Defendant nevertheless suggests that the court can consider the screenshots since the “ABCMR and the DASA-RB indirectly considered these text messages when reaching their decision because both referred to D’ Annunzio’s changed statements vis-a-vis the text messages.” However, while several text messages are referenced in the law enforcement investigative report and plaintiff’s expungement request, the screenshots provided in the latter half of the administrative record are far more comprehensive and detailed. Accordingly, the court will not consider the text message screenshots as part of the record in its review.
Apart from the screenshots, the court finds that the remainder of the administrative record is complete as it stands. Plaintiff argues that the “entire unredacted Army CID investigation file” must be included. However, the redactions in the record do not preclude effective judicial review here. Moreover, the record properly includes all the documents that the ABCMR considered in its decision.
Discretion
The parties dispute whether, under Army regulations, the Secretary of the Army is bound by the ABCMR’s recommendation. Plaintiff contends that because the ABCMR “unanimously agreed and recommended” expungement, the matter is final and therefore binding on the Secretary. The court disagrees.
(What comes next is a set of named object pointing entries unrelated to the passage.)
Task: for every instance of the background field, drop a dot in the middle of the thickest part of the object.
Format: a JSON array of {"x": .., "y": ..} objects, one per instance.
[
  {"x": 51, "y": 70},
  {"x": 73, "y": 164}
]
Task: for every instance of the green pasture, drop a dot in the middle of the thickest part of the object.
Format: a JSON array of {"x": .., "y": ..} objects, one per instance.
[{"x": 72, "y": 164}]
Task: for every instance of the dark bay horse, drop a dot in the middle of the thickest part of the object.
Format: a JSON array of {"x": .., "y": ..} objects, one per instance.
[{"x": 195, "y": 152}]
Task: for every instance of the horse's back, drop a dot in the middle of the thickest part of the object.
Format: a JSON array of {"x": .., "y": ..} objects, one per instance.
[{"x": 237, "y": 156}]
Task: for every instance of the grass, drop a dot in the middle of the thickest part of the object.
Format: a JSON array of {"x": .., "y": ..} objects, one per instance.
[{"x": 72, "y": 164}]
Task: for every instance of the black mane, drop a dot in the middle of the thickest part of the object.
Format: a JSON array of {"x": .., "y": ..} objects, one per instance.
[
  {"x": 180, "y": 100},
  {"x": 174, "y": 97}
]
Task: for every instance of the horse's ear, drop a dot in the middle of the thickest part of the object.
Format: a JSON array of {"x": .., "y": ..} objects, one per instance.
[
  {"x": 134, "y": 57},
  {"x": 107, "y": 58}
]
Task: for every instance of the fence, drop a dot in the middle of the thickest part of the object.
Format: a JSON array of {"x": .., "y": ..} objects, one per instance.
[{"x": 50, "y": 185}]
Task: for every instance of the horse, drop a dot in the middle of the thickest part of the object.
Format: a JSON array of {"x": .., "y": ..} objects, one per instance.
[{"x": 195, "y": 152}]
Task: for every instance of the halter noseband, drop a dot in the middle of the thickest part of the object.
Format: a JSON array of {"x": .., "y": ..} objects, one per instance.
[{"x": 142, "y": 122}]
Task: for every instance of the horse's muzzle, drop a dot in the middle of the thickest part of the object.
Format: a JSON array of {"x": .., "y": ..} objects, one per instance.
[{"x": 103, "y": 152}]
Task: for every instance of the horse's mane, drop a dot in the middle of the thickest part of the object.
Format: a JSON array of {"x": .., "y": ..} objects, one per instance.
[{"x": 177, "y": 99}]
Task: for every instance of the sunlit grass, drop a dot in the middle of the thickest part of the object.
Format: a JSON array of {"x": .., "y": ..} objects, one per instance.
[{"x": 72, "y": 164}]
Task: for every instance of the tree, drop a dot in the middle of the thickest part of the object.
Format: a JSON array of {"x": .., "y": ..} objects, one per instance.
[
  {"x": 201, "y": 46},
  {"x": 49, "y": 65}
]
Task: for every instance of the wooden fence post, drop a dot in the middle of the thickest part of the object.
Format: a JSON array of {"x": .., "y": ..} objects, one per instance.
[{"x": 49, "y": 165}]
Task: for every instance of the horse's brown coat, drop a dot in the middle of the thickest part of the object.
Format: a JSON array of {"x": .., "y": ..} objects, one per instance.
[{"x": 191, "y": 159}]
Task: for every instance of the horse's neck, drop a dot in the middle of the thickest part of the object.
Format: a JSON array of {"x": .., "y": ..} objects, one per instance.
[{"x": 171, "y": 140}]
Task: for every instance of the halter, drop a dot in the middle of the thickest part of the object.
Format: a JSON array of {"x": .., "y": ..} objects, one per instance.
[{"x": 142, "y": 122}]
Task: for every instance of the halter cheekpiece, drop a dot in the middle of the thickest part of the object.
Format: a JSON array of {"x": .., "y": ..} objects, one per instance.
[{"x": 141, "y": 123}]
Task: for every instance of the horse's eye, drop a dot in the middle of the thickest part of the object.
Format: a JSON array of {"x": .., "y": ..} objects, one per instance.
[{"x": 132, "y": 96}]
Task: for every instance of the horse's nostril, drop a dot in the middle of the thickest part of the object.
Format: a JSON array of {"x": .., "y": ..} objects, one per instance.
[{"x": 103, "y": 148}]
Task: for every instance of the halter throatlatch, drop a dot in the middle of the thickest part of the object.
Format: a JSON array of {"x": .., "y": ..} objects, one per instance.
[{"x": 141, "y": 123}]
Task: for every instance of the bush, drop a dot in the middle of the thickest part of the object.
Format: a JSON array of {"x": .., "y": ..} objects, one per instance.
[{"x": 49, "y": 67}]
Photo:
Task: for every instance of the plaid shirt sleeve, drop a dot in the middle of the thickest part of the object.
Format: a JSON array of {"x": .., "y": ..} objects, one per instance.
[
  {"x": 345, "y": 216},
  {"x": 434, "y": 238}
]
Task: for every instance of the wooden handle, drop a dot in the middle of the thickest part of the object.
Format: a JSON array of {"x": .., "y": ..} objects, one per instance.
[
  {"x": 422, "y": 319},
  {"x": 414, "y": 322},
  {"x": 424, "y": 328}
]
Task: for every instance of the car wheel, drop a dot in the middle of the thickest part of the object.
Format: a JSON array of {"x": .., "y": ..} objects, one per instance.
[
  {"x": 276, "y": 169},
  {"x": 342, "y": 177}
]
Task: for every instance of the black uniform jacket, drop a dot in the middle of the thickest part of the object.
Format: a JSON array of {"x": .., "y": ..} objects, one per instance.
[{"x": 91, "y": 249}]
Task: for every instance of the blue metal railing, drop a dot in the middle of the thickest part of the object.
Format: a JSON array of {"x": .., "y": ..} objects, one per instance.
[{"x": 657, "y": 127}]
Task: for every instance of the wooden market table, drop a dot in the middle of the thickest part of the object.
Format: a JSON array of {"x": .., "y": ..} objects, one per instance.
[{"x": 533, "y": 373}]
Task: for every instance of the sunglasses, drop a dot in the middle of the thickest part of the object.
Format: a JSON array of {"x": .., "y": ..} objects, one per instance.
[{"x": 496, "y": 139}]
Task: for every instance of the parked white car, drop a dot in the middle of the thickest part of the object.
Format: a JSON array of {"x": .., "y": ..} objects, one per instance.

Given the regulations and precedent consistently state that the Board acts for the Secretary, it would be illogical for the Secretary to be constrained by the actions of one of its agents. Accordingly, on the plain text of the regulation, the court finds that the Secretary acted within his authority under Reg. 15-185 when denying the ABCMR’s unanimous recommendation.
APA
The relevant factors for determining whether an agency action was arbitrary or capricious include “whether the agency considered the relevant factors and whether a clear error of judgment was made.” The court must determine whether the agency’s “written opinion made a ‘rational connection’ between that evidence and its conclusion.” Because the decision here provides an explanation supported by the record, and given the broad discretion granted to military decisions, the court will uphold the DASA-RB’s determination.
Privacy Act
Under the Privacy Act, the statute of limitations for bringing a valid cause of action is two years from when the action accrued. Based on the allegations in the amended complaint, plaintiff knew or had reason to know of the alleged violations on June 11, 2020, when the Army Times allegedly published his personal details.
However, plaintiff did not bring a Privacy Act claim against defendant until June 25, 2024, more than four years after the claim accrued. Accordingly, plaintiff’s Privacy Act claim is time-barred.
Defendant’s motion for summary judgment and motion to dismiss granted. Plaintiff’s motion for summary judgment denied.
Whitlock v. United States, Case No. 1:24-cv-1409, Sept. 29, 2025. EDVA at Alexandria (Giles). VLW 025-3-414. 21 pp.